I fell into classroom research after two years’ teaching, entirely out of my interest in understanding more of what was happening from the students’ viewpoint.
I worked with colleagues in designing simple exercises to track how students approached learning challenges. First, we paired up students so that one was the observer while another took on a task requiring them to use the library. The written reports of how students struggled to find the resources they needed were unintentionally hilarious until, that is, we realised that our 13-year-olds had no idea how to conduct a proper search. We had never shown them; it wasn’t in our curriculum.

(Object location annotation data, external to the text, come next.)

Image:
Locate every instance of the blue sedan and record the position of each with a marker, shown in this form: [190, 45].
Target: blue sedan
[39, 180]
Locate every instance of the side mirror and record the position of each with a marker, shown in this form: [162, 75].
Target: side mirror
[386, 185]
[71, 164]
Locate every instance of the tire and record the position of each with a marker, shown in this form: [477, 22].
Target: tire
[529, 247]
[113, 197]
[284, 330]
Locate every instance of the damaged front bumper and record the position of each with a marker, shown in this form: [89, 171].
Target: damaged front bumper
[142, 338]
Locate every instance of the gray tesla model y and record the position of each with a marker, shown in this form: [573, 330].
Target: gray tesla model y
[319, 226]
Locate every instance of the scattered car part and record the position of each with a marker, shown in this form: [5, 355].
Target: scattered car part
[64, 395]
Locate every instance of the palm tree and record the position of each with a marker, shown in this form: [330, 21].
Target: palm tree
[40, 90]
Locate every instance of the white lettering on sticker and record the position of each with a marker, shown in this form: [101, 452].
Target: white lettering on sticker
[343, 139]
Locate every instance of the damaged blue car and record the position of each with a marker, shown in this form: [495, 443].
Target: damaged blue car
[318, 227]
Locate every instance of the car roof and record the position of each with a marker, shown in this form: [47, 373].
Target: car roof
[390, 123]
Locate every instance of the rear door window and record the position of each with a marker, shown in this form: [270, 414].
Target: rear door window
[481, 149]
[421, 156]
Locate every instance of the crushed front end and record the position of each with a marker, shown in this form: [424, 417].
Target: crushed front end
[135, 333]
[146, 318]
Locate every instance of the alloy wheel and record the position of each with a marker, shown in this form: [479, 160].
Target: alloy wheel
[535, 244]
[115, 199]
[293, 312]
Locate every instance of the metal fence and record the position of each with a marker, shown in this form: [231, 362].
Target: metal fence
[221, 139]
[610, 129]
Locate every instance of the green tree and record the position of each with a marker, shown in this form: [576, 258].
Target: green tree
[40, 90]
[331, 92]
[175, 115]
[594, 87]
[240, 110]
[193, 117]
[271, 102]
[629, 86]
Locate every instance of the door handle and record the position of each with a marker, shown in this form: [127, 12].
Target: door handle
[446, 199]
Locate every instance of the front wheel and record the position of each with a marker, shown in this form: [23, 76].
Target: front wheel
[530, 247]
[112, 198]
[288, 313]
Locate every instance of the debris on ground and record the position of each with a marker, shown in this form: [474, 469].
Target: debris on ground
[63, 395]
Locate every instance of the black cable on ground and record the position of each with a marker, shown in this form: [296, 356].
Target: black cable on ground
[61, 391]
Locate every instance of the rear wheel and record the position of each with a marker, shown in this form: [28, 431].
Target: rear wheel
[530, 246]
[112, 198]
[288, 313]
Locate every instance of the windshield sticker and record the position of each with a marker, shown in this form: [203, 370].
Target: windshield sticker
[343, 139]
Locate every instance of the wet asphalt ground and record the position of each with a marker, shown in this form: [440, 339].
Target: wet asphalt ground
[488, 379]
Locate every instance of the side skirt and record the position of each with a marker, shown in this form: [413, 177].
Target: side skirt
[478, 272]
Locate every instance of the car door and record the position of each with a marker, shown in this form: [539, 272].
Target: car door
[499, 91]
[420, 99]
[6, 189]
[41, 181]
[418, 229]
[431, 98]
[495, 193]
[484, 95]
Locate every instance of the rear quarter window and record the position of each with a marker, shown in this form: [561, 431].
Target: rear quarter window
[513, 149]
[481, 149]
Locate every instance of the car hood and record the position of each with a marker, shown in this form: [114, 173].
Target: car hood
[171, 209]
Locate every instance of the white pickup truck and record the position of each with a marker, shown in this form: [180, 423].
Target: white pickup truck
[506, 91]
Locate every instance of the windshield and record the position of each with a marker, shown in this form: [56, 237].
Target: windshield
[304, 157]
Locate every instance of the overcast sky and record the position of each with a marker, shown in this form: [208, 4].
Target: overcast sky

Our work progressed. We asked students to collect the comments and marks they received in each lesson they attended, for one week, and when they played back their written and spoken results, we were ashamed. I still recall one child who spent almost every lesson being told exactly how poor they were. There was no system to our feedback and marking; we were unaware of the accumulated effect.
After a series of these exercises – looking at reading, writing, searching, feedback, problem-solving and more – I deepened my interest in research into the classroom, and into the cognitive sciences, and this has sustained me all my career. In teaching, fashions change – just look at the current debate about ‘mastery learning’ – and it is incredibly valuable to have a grasp of some of the underpinning ‘laws’ of teaching and learning.
I strongly recommend this report in 2000 from US authors who distilled what has been discovered about teaching and learning into five key lessons:
http://www.colorado.edu/MCDB/LearningBiology/readings/How-people-learn.pdf
Just read the first section, up to page 31. It is brilliant and there is nothing in neuroscience so far to beat it. It argues that learning is best when (a) teachers start from what students know and feel, (b) there is opportunity for plenty of practice of interesting content, (c) teachers point to the concepts that allow learners to stick the content and learning together, (d) teachers introduce learners to ‘organisers’ that aid retention and transfer, and (e) students are equipped and encouraged to become the regulators of their own learning. I wil come back to this work in later blogs.
I was fortunate in my school career. I worked for ten years in research after those early exercises in our classrooms. I joined a local authority and made my way in advising schools on their improvement strategies. I had the great honour of being appointed to run a government agency – funding teacher education – and from there I moved to take charge of school policy and operations at the Department for Education. That was during the Blair years when his celebrated top 3 priorities were: “education, education, education”. Heady days.
At every step, I was able to approach our work with that foundation in teaching and learning. We did not get everything right – by any means – but I have no doubt that our strengths and successes came in those areas where we knew and applied the lessons of research.
I didn’t know how important research was going to be when I started my career. I now realise there would have been no career worth having without it.
Ralph Tabberer
Professor Ralph Tabberer CB is the former Director General of Schools for England and the former Chief Executive of the Teacher Training Agency. He was Deputy Director of the National Foundation for Educational Research in the 1990s. He now concentrates on international education and is an adviser to Warwick University’s Centre for Professional Education.